Среди ночи Густав проснулся весь в липком поту:

– Запрягайте лошадей! Еще час – и я… умру, умру!

Из ночной таверны лошади вертко вывернули карету за ворота. Снова потекли леса, под луною синели сугробы, низко присевшие перед таянием. Левенвольде разбудили в Митаве, но он велел не останавливаться. Митаву он рассматривал через окошко: обитель юности теперь была унылой и печальной; лошади сбежали на подталый лед, быстро вынесли карету на другой берег Аа; впереди раскинулась наезженная санками латышей прямая дорога на Ригу.

Здесь, в Риге, он придержал лошадей. И надел на лицо черную маску из тонкого батиста с прорезями для глаз. Свое лицо ему казалось теперь чужим, и Левенвольде скрывал его… от чужих! За двором Конвента ордена Меченосцев, на узкой улочке, в пропасть которой с высоты глядится Саломея, рубленная из дуба, Левенвольде дернул дверное кольцо и сорвал с себя маску.

– Здесь живет маг и волшебник Кристодемус? – спросил он.

Навстречу вышел толстый человек в домашнем колпаке.

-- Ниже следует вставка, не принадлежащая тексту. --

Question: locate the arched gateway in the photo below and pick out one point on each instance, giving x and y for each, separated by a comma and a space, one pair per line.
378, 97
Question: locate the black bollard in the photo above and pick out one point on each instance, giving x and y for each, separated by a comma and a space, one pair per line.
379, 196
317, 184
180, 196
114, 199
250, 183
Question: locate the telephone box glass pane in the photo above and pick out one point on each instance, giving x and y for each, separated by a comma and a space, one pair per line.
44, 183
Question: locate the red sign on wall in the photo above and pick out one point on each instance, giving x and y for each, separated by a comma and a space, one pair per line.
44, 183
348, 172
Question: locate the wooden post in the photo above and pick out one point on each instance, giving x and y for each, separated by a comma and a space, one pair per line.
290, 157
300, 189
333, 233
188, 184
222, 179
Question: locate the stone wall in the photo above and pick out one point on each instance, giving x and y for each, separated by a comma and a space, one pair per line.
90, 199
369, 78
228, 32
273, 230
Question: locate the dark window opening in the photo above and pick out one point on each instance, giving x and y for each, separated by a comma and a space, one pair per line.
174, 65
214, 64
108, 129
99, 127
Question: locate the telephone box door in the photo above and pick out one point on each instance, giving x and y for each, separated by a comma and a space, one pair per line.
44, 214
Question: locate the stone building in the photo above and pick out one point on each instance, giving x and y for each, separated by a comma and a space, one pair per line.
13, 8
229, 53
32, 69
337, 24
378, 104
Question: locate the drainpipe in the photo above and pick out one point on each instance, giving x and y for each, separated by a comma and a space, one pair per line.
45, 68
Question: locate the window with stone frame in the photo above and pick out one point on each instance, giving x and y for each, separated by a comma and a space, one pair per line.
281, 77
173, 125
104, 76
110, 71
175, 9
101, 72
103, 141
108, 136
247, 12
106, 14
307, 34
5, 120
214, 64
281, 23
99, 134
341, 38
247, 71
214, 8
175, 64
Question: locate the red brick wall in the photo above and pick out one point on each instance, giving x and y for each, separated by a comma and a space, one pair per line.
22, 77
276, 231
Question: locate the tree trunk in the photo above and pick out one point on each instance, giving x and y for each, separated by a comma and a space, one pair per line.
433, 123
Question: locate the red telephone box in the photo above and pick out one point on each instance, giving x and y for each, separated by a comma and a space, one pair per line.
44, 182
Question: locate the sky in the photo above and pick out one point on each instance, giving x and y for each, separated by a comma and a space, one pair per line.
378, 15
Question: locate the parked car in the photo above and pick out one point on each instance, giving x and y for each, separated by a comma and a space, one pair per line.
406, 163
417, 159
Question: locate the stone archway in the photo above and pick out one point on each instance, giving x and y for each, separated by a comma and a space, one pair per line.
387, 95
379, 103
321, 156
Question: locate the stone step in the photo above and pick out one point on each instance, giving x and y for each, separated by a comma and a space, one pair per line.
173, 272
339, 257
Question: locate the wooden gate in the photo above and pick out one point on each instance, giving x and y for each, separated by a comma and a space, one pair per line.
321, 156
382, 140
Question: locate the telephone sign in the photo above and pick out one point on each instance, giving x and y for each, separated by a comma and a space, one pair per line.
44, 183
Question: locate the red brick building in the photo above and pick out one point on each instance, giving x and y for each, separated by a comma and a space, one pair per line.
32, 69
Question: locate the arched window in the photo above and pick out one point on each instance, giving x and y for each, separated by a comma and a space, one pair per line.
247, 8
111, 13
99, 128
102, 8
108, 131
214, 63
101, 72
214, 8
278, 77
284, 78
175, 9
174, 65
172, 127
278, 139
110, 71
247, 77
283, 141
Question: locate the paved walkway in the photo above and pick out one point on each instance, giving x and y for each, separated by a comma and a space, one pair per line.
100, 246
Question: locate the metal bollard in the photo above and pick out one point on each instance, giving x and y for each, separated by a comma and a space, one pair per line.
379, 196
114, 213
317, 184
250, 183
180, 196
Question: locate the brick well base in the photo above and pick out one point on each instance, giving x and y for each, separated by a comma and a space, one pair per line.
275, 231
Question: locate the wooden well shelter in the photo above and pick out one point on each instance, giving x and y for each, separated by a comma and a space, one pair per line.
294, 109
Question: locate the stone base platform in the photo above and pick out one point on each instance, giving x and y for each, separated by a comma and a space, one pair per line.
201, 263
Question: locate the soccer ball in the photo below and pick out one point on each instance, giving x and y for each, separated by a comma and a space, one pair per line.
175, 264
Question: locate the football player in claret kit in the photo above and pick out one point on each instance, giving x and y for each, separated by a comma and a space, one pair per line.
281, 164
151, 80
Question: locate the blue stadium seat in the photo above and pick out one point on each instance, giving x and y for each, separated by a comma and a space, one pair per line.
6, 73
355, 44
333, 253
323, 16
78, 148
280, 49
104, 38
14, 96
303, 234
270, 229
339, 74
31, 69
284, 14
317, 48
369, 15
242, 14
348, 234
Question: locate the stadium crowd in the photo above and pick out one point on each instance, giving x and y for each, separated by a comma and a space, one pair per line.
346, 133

– Увы, – ответил он, – доктор Кристодемус, столь прославленный искусством врачевания, исчез таинственно и странно.

– Жаль! – огорчился Левенвольде, запахивая плащ. – Я чем-то болен, но не пойму – чем? Жизнь, как и раньше, течет, а я не нахожу в ней больше интереса и забавы.

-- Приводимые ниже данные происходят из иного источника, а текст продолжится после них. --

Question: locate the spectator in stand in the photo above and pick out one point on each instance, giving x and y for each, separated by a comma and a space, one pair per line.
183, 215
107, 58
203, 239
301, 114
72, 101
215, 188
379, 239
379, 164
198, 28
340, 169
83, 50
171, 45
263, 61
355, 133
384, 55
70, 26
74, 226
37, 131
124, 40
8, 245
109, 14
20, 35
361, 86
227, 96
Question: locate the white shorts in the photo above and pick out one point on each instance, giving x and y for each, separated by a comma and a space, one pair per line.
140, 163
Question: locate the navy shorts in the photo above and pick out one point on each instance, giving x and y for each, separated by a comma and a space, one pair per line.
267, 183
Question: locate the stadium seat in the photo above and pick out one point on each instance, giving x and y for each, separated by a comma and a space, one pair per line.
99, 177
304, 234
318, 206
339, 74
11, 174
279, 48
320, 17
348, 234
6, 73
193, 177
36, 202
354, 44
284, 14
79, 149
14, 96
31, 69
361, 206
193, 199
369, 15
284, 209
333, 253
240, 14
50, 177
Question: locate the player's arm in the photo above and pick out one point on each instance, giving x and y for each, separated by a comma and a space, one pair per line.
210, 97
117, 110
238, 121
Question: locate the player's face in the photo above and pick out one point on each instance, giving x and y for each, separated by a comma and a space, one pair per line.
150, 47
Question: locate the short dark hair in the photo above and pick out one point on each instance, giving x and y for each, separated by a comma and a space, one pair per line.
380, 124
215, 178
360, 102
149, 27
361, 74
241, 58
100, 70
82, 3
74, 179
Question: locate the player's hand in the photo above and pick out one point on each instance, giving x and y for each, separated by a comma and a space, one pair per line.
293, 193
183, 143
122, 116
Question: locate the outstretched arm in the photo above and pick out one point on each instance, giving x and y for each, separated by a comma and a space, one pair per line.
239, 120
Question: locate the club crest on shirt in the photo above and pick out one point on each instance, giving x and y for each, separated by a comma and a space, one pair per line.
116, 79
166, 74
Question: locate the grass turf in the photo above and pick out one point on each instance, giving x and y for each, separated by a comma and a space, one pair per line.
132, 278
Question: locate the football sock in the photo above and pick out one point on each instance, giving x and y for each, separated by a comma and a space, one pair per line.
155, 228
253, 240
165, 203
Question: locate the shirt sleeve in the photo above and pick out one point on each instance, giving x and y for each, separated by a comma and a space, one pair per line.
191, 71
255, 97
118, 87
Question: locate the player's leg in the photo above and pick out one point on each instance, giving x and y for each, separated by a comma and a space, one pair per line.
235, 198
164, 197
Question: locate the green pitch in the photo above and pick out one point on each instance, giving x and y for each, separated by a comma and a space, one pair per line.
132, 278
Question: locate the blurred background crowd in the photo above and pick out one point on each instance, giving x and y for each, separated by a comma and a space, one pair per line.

– Я тоже врач, – ответил незнакомец, приглашая гостя внутрь дома. – Позволите узнать, с кем я говорю?

– Я путешественник. Проезжий… через Ригу.

– Вы в зеркало давно смотрелись, проезжий путешественник?

Левенвольде со смехом достал из-под плаща черную маску:

– Я не носил бы это, если б не заметил, что лицо у меня сильно изменилось. Отвратительно толстеют нос и брови, лицо мое хмуро постоянно, даже когда я весел или пьян ужасно.

– А что сказали вам врачи?

– Они все объясняли меланхолией неразделенной любви. Но они, глупцы, ошиблись: я люблю только себя, и эта моя любовь не может быть не разделенной мною же!

Врач сказал Левенвольде, чем он болен, и посол помертвел:

– Проклятье! Впрочем, как же я сам не догадался о своей болезни? Ведь лицо уже не то, что было раньше. Оно приобрело облик льва рассерженного. А это – явный признак…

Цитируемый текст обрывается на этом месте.